Thursday, July 22, 2010

... But They Started It

A lot of my work as a process consultant is helping groups get out of the ditch, where there's interpersonal tensions among members and the group is at a loss about how to untangle the mess. Often, though not always, events follow a sequence like this:

Step 1) Person A (let's call them Adrian) says or does a thing that pisses off Person B (let's call them Jesse). It's typically an action that Jesse feels is egregious or a patterned behavior that is consistently inconsiderate or inappropriate. The offending action is viewed as something clearly over the line of acceptable behavior and Jesse feels disrespected.

Step 2) Jesse then responds from their place of hurt or outrage, which is meant either as an expression of their feelings or a quid pro quo push back that they believe Adrian deserves. Typically, Jesse will acknowledge that their response contains some bite (by which I mean, is not all bark), yet their view is that this is no worse than what Adrian has done to them.

Step 3) Not uncommonly, Adrian had not been aware of Jesse's upset (or at least not the full extent of it) and their first inkling is that something is amiss is the sting they experience from Jesse's response. Now Adrian's pissed that Jesse used a biting response to express upset rather than coming to them directly with it. That is, now Adrian feels disrespected, and we're off to the races.

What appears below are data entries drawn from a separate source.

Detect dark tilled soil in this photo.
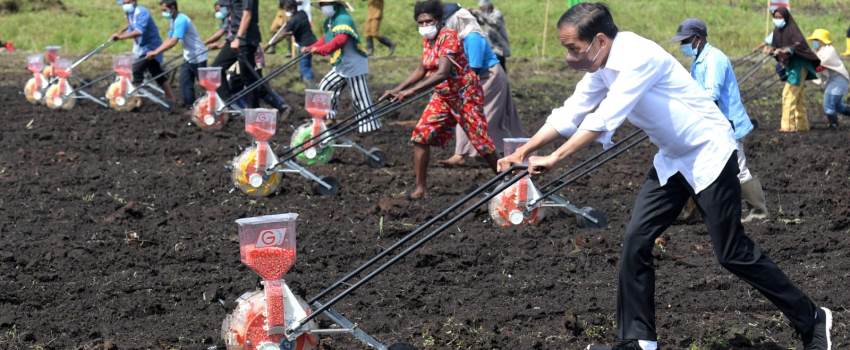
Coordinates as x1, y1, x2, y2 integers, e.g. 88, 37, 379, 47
0, 66, 850, 349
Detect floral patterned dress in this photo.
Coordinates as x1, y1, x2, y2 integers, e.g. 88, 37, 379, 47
411, 28, 496, 155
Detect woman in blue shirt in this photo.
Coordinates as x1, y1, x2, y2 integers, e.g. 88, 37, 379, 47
440, 4, 525, 166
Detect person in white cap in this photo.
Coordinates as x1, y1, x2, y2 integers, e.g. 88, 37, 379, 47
806, 28, 850, 129
672, 18, 767, 222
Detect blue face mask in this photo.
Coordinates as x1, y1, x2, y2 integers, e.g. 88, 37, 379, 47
679, 43, 697, 57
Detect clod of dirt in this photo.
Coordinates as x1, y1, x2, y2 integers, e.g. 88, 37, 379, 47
564, 310, 584, 337
203, 286, 222, 303
0, 250, 15, 262
103, 201, 144, 225
377, 197, 408, 218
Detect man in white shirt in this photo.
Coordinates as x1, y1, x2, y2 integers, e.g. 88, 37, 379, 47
499, 3, 832, 350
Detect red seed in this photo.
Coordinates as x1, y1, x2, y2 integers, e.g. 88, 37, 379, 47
243, 246, 295, 280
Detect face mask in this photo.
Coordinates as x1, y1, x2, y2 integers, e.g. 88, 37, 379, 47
679, 44, 697, 57
567, 37, 602, 72
419, 24, 437, 40
215, 6, 227, 20
322, 5, 336, 17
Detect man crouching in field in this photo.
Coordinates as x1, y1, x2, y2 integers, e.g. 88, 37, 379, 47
112, 0, 175, 102
499, 3, 832, 350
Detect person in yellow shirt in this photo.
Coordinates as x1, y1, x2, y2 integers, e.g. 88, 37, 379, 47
264, 0, 292, 56
806, 29, 850, 129
363, 0, 395, 56
841, 27, 850, 57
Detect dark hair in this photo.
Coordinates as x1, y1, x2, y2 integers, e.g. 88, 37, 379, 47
558, 2, 619, 41
413, 0, 443, 22
280, 0, 298, 9
159, 0, 177, 9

While the above sequence is certainly not a one-size-fits-all description for how every conflict develops, it's nonetheless a story line that adequately describes a numbingly high percentage of them. What's interesting about this pattern is that both Adrian & Jesse have the story that the other person started it, and that somehow this affords them each a free pass to indulge in the escalating steps they've both subsequently taken. (Kind of like finding yourself in a car accident, and then not caring what damage is done by your vehicle once you've convinced yourself that it's the other person's fault—where is the compassion and sensibility in that?)

Amazingly, Adrian & Jesse's internal stories are both that they have been defending themselves from an unfair attack and disrespectful treatment. The good news is that once this has been pointed out, it tends to help calm everyone down (since it's easy to get all parties to agree that being attacked and treated disrespectfully is not what anyone wants to be doing or experiencing).

The key log here is getting Jesse to see the possibility that Adrian didn't intend their actions to be provocative. Essentially, this means getting Jesse to see how Adrian's actions were a reasonable choice from Adrian's perspective. That doesn't mean that Jesse has to like what Adrian did; only that Jesse can see how Adrain's actions can be explained without assigning Jesse bad intent.

Going the other way, you can ask Adrian to understand Jesse's response as having come from a person who was upset and felt attacked—rather than as the actions of a provocateur. If you can get them each to see how the precipitating actions in Steps 1 & 2 are explainable without assuming ill will, that should give you the breakthrough needed to get things unstuck—where you can start to work creatively and productively on how to handle things better in the future.

Of course, when working with groups, conflict doesn't always neatly sort into a nice clean dyad. Often there's a multi-car accident and you have to figure out where to start. Hint: just like an ER nurse, use the principles of triage to work first with the person who appears in the most distress and yet is still responsive to ministrations. Then work you're way around the room until the bleeding stops.

In the end it doesn't matter to me who started it. I want to know who's willing to end it.